Comment by Closi
20 hours ago
> Chinese people aren't stupid, they have been spending a fortune on automating as much of their manufacturing as possible!
Slight nuance - they have spent a [reasonable amount of money] automating production.
The trick to automating something that ‘isn’t a car’ is often to put in small bits of low-cost and flexible automation that can be moved around and repurposed.
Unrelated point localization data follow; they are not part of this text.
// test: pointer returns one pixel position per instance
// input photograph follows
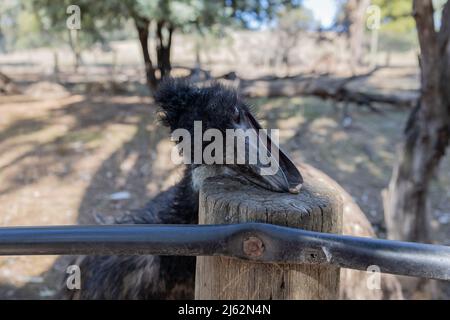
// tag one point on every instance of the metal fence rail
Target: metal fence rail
(254, 241)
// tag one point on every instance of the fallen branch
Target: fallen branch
(324, 87)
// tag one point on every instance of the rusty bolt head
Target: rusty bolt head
(253, 247)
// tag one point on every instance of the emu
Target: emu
(169, 277)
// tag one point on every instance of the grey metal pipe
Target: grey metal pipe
(267, 243)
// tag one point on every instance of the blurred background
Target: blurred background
(79, 137)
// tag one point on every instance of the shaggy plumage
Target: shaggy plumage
(164, 277)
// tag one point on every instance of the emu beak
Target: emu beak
(279, 174)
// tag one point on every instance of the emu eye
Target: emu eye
(236, 115)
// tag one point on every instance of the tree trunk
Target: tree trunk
(426, 134)
(163, 46)
(142, 26)
(75, 46)
(355, 11)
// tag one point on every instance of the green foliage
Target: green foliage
(396, 16)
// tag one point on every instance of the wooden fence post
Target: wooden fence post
(226, 200)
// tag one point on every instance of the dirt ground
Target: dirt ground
(65, 159)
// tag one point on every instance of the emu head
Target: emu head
(184, 106)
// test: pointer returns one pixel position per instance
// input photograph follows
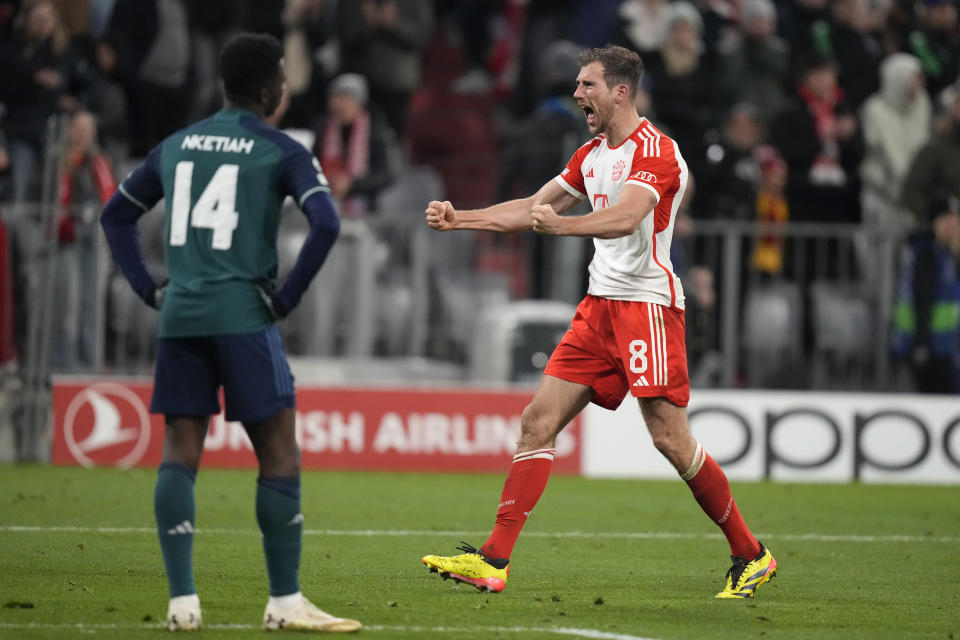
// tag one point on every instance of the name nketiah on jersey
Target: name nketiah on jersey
(224, 181)
(224, 144)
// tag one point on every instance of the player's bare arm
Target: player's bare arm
(512, 216)
(617, 221)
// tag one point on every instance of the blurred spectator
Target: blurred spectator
(354, 146)
(545, 21)
(936, 42)
(819, 138)
(4, 165)
(847, 38)
(755, 61)
(896, 124)
(308, 27)
(685, 90)
(86, 183)
(927, 320)
(700, 315)
(643, 25)
(936, 166)
(796, 19)
(772, 212)
(474, 19)
(147, 49)
(381, 40)
(537, 149)
(43, 76)
(729, 177)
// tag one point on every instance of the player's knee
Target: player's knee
(537, 429)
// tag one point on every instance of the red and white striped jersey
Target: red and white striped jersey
(635, 267)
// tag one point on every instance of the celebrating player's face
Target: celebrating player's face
(594, 97)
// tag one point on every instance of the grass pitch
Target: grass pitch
(611, 559)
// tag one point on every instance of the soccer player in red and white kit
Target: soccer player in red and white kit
(628, 333)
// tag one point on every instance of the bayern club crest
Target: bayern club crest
(618, 169)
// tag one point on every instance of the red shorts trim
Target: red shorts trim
(614, 346)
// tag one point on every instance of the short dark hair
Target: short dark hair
(620, 65)
(248, 63)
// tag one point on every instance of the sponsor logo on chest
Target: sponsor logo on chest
(616, 172)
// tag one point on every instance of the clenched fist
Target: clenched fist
(545, 220)
(441, 215)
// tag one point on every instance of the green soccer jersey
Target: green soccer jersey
(224, 181)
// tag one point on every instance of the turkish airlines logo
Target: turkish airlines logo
(106, 424)
(617, 172)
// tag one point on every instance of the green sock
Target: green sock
(175, 510)
(280, 520)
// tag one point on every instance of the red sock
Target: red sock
(712, 491)
(524, 485)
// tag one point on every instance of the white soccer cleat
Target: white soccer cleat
(183, 614)
(296, 613)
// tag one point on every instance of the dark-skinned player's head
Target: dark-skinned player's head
(620, 65)
(251, 67)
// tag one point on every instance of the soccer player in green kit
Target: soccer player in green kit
(224, 181)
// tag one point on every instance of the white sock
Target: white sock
(285, 602)
(191, 600)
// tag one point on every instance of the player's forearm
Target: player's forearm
(119, 222)
(324, 229)
(606, 224)
(512, 216)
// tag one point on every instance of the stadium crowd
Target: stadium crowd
(817, 111)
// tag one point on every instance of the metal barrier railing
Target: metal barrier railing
(394, 289)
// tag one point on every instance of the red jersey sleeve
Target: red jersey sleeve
(657, 173)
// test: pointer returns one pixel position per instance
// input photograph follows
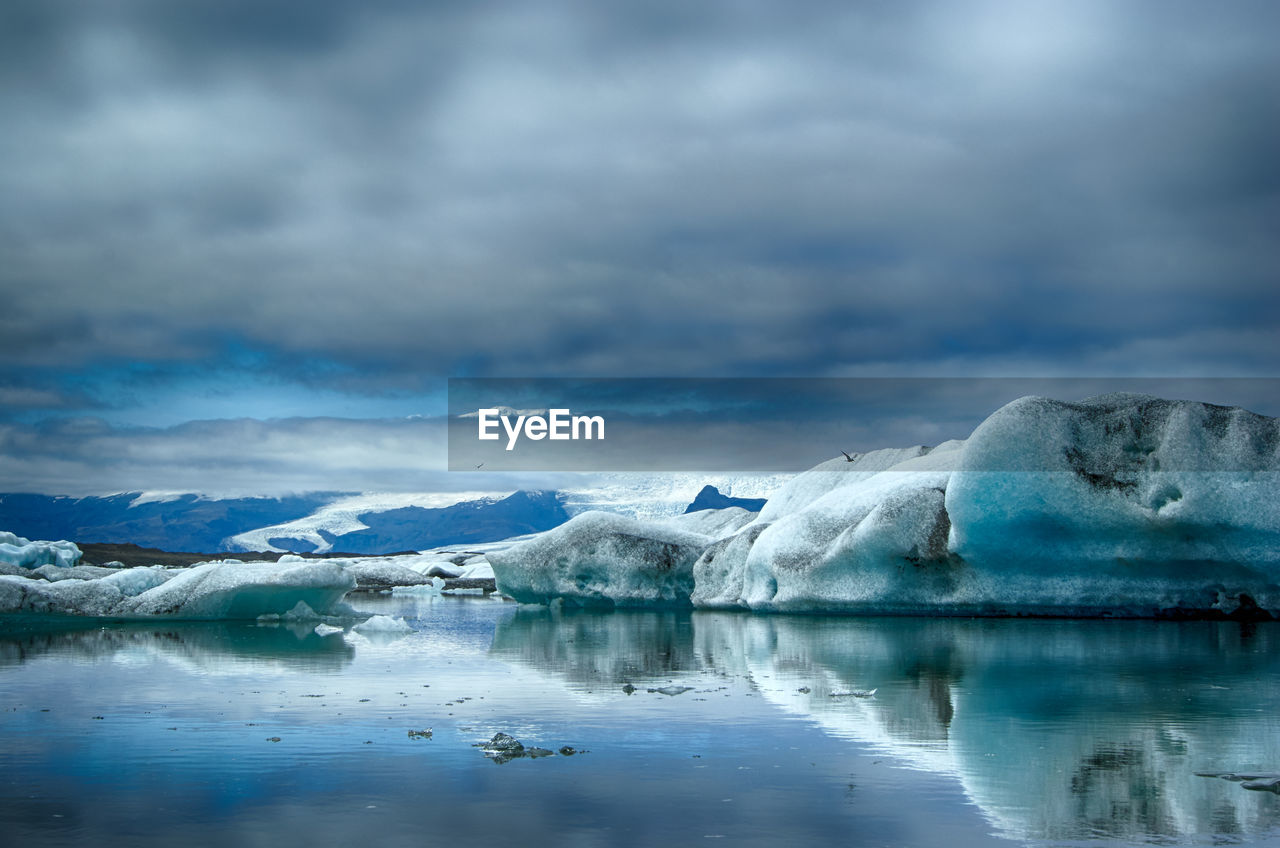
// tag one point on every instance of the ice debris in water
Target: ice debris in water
(503, 748)
(383, 624)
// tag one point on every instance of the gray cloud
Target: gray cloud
(407, 190)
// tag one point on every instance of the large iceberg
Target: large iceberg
(213, 591)
(1121, 505)
(602, 559)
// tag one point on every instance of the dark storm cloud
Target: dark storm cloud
(236, 456)
(400, 190)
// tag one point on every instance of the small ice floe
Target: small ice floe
(383, 624)
(423, 591)
(503, 748)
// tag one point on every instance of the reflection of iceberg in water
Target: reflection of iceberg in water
(209, 647)
(1055, 729)
(599, 648)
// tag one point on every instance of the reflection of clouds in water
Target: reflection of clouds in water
(1055, 729)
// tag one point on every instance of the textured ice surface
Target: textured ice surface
(210, 591)
(1120, 505)
(600, 557)
(713, 523)
(382, 573)
(1124, 504)
(26, 554)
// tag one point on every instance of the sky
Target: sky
(245, 244)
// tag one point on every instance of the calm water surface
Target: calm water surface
(979, 732)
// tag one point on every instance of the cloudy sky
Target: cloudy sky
(245, 242)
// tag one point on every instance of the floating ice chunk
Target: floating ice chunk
(382, 573)
(383, 624)
(876, 545)
(443, 570)
(602, 559)
(1120, 505)
(478, 569)
(132, 582)
(713, 523)
(1123, 504)
(26, 554)
(245, 591)
(54, 573)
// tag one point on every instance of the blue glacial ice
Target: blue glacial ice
(211, 591)
(1120, 505)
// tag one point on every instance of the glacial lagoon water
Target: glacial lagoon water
(690, 726)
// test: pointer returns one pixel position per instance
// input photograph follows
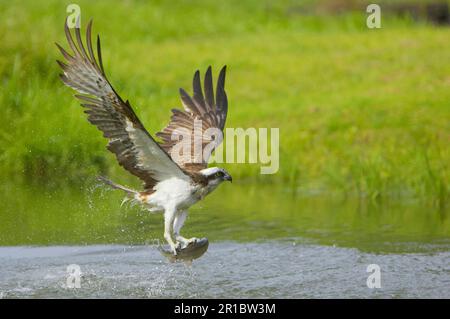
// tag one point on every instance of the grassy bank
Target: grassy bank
(359, 111)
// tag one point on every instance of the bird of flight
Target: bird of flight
(171, 184)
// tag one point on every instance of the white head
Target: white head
(216, 175)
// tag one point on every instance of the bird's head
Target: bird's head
(216, 175)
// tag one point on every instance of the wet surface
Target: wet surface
(273, 269)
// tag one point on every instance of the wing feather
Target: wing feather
(212, 111)
(134, 147)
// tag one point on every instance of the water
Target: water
(286, 269)
(264, 242)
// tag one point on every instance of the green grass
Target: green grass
(359, 111)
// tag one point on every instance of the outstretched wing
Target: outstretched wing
(133, 146)
(201, 113)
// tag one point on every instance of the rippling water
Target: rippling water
(265, 241)
(279, 269)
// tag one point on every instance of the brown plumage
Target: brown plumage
(211, 111)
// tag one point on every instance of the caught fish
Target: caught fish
(187, 254)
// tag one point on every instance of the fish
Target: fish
(186, 254)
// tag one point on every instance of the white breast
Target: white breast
(174, 193)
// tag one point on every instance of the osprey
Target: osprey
(170, 184)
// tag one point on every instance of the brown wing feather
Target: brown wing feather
(133, 146)
(212, 111)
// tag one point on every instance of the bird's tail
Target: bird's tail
(130, 193)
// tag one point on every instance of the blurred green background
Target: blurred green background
(364, 114)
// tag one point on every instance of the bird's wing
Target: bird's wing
(210, 110)
(134, 147)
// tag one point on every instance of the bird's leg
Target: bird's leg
(177, 224)
(169, 216)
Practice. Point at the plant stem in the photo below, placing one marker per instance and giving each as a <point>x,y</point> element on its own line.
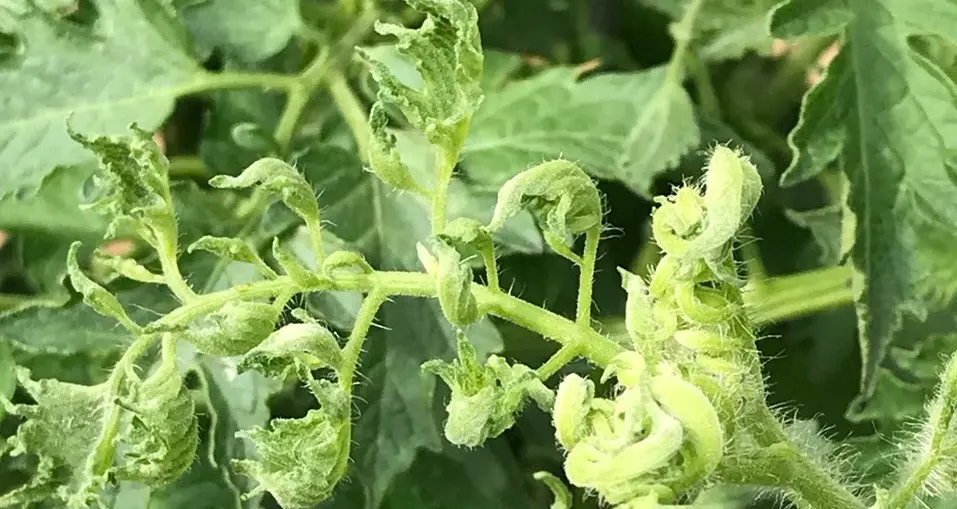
<point>567,353</point>
<point>786,297</point>
<point>595,347</point>
<point>352,111</point>
<point>682,31</point>
<point>166,250</point>
<point>586,278</point>
<point>707,96</point>
<point>360,330</point>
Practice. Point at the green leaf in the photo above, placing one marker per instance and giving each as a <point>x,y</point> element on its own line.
<point>396,418</point>
<point>63,428</point>
<point>249,30</point>
<point>618,126</point>
<point>447,51</point>
<point>55,207</point>
<point>888,117</point>
<point>77,328</point>
<point>725,29</point>
<point>126,65</point>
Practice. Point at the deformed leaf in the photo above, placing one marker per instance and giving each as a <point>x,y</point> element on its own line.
<point>447,52</point>
<point>163,434</point>
<point>485,398</point>
<point>134,182</point>
<point>561,197</point>
<point>94,295</point>
<point>105,74</point>
<point>63,429</point>
<point>301,459</point>
<point>231,249</point>
<point>234,329</point>
<point>453,283</point>
<point>300,345</point>
<point>279,179</point>
<point>888,116</point>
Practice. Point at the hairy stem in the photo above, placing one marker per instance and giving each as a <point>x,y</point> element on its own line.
<point>586,278</point>
<point>595,347</point>
<point>567,353</point>
<point>352,111</point>
<point>786,297</point>
<point>445,161</point>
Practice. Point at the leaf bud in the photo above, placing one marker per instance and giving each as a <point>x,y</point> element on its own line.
<point>307,345</point>
<point>234,329</point>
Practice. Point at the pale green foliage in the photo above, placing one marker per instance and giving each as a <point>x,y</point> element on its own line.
<point>134,183</point>
<point>453,280</point>
<point>233,329</point>
<point>163,434</point>
<point>447,52</point>
<point>384,158</point>
<point>131,68</point>
<point>485,398</point>
<point>231,249</point>
<point>561,197</point>
<point>298,457</point>
<point>94,295</point>
<point>293,348</point>
<point>877,80</point>
<point>63,429</point>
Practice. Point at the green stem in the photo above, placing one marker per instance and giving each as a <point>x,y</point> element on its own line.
<point>567,353</point>
<point>779,464</point>
<point>596,347</point>
<point>352,111</point>
<point>586,278</point>
<point>786,297</point>
<point>445,160</point>
<point>682,31</point>
<point>360,331</point>
<point>707,95</point>
<point>166,250</point>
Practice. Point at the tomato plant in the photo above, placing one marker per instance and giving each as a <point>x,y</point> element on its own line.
<point>454,253</point>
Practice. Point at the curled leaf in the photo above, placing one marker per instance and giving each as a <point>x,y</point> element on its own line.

IMO this is often what we are bad at in the west - companies can/do setup massive automated sites at huge expense, but there aren’t the skills/infrastructure to do this at the lower end of production (eg if you want to deploy one AMR in the west the AMR companies don’t want to talk to you, and there isn’t really an easy way to get one yourself without talking to an integrator which will charge tens of thousands which will wipe out the benefit, and we don’t have the skills within most small production companies to get a small robot arm/AMR working without external integrators - but a one-AMR deployment might be a more common scenario in China).
I was thinking the issue might be its much better for factories to automate sections of production over time.
It must be a huge expense with risk to design a new factory, automate it end to end and push live hoping the market expectation for the product exists and the automation is as good as planned.
Whereas if you have a manual production line you could have a massive advantage as they can automate out sections ongoing and it allows engineers to build skills in this also as they go.
They're automating the production of many items not just cars
https://archive.ph/DuZGe
>The overall number of robots added in China last year was 295,000, compared to 27,000 in Germany, 34,000 in the US and just 2,500 in the UK.